Activist investor Starboard Value sets sights on Bloomin' Brands

In this article:

As Barclays analysts report a four-year high for activist investor campaigns in the first half of the year, hedge fund Starboard Value is on the move with a new campaign targeting Outback Steakhouse-parent company Bloomin' Brands (BLMN). Yahoo Finance Executive Editor Brian Sozzi highlights Starboard Value CEO Jeff Smith's previous activist campaigns and the value in investing in Bloomin' Brands.

Video Transcript

[AUDIO LOGO]

- According to recent data from investment bank Barclays, activist investment has had a strong year so far with over 133 new campaigns started globally in the first half of the year. That's well above the four year average of 108. And while Europe has seen that activity jump 41%, the US has actually seen some of its campaign activity fall by 23%.

But there's no stopping Starboard Value, a hedge fund that has made its name for being an initiator of some major campaigns here. From Macy's to Office Depot, Starboard Value has been an active for well over a decade.

Perhaps one of its most well known activist campaigns, the complete overhaul at Darden's Olive Garden. The hedge fund presented a 20 or-- excuse me-- 294 page plan to cut costs and improve sales by improving food quality, eliminating non-Italian meals, and encouraging the sale of alcohol there.

And according to an exclusive from "The Wall Street Journal," a recent campaign against Bloomin' Brands, the owner of chains including Outback Steakhouse, shows that Starboard Value is not showing any signs of slowing down. And joining us now with more, we've got Yahoo Finance's own executive editor who stuck around just for this.

- Yeah. Can I just say one thing--

- Yes please.

- --about this? So Jeff Smith who's head of starboard. I mean, the Olive Garden campaign really sort of put him on the map, right? But he's done many campaigns since then, but I love that Andrea-- our producer who looked into this-- went back and found that presentation.

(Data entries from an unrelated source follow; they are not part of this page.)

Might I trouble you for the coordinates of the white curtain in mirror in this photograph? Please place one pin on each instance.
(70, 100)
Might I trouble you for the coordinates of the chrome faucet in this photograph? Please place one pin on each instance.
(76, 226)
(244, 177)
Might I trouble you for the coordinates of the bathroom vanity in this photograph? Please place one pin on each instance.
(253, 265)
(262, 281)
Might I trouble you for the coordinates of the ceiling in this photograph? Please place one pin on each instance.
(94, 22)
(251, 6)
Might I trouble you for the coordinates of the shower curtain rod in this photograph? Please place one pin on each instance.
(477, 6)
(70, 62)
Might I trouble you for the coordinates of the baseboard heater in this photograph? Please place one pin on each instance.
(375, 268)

- It's great. It's a great read.

- I mentioned in our morning meeting about the salting the pasta water that was like a hallmark of that campaign. She found that page--

- He also called out the headquarters halfway through. He pointed out that Darden built this new $152 million headquarters, and overlooking the water, it was total-- just corporate largesse. But reality is if you are a restaurant CEO-- I'm not going to put Brinker in here. We exclude Kevin Hochman in case he's still watching-- but if you're a restaurant CEO and you've been underperforming, you should be inviting Jeff Smith onto the board.

I've seen this guy change Darden, change Papa John's culturally and operationally. He is a massive unlocking value at a lot of these old school restaurant chains. He just loves restaurants. The guy knows what he's doing. He turns these things around. He's legit.

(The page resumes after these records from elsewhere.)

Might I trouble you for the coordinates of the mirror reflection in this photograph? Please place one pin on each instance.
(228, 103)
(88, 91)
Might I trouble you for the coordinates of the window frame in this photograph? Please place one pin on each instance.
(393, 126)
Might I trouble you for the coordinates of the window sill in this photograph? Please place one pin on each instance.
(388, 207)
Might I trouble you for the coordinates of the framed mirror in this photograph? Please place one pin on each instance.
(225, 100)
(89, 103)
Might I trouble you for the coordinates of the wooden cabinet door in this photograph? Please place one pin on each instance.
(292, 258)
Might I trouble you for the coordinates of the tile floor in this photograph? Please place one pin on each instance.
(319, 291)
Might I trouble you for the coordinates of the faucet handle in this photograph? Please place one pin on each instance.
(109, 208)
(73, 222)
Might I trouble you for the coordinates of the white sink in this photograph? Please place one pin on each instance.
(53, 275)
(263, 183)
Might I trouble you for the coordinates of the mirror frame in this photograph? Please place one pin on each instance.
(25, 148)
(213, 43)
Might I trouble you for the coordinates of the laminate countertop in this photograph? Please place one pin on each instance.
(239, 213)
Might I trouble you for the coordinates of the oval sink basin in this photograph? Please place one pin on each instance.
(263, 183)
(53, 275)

And you look at Bloomin' Brands, and a source familiar with the matter tells me they're really underperforming. And I think Jeff wants to see an improvement in operations in the company like he wanted to see at Papa John's, like he wanted to see at Darden.

And you go to the company latest 10-Q guys, I mean, you see traffic down at Outback Steakhouse. You see traffic down at Bonefish Grill, which is not one of my favorite chains. And you have Fleming's Prime Steakhouse, traffic down there as well.

Against the backdrop of a time where Fogo de Zhao just got sold for $1.1 billion, Darden came out, bought Ruth's Chris for $715 million, and you have Outback trading at about $2.3 billion market cap.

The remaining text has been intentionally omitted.